Un’ultima questione, non meno rilevante sulla quale il Pdl e lo stesso Berlusconi dovrebbe riflettere seriamente. La ‘lezione’ di Renzi sembra non essere passata. In che senso? Al di là di chi vince e chi perde la sfida del ballottaggio, il sindaco di Firenze è e resta il protagonista delle primarie del centrosinistra perché ha rianimato il dibattito in un Pd rinchiuso nelle logiche di apparato, quelle che all’inizio dicevano che lo scontro frontale tra due linee politiche avrebbe distrutto il partito (ricordate l’anatema di D’Alema?). Non c’è stata alcuna lacerazione, è successo semplicemente l’opposto. Il confronto tra due visioni è stato reso esplicito, trascinato fuori dai corridoi, dalle stanze delle nomenklature e portato nelle piazze, fisiche e mediatiche. Con un doppio risultato: occupare il dibattito pubblico per settimane coinvolgendo gli elettori.

Già, la partecipazioneo: il popolo piddì si è sentito coinvolto in una scelta chiara e netta sui contenuti, sui progetti, sulle proposte ed è questo che alla fine ha premiato (anche Bersani). In altre parole, la migliore risposta della politica delle cose da fare per il Paese all’antipolitica grillina. Esattamente ciò che dovrebbe fare il Pdl, è l’esortazione dell’ex sottosegretario alla Salute Eugenia Roccella: ripartire dalla idee, dalle persone che le incarnano, dalla gente che su queste si confronta e sceglie.

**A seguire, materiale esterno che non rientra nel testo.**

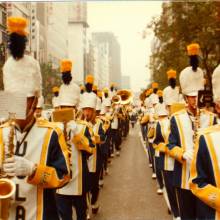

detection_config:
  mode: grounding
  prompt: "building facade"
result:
[68,1,88,84]
[92,32,121,88]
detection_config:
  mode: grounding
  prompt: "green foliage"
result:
[41,63,61,105]
[148,1,220,88]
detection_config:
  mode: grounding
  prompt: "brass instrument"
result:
[0,115,16,220]
[116,89,133,105]
[111,95,121,104]
[193,108,201,144]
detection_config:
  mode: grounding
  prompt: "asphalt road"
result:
[92,125,172,220]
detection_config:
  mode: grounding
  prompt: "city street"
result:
[94,125,171,220]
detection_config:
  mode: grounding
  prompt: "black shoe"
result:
[92,206,99,215]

Considerazione finale: lo stile Renzi non è altro che lo stile Berlusconi d’un tempo,  quello che ruppe i bizantinismi del teatrino della politica versione prima repubblica parlando direttamente all’elettorato. E’ paradossale che oggi proprio il Cav. non comprenda fino in fondo che il metodo vincente è proprio questo: dibattito limpido, esplicito, trasparente attraverso le primarie.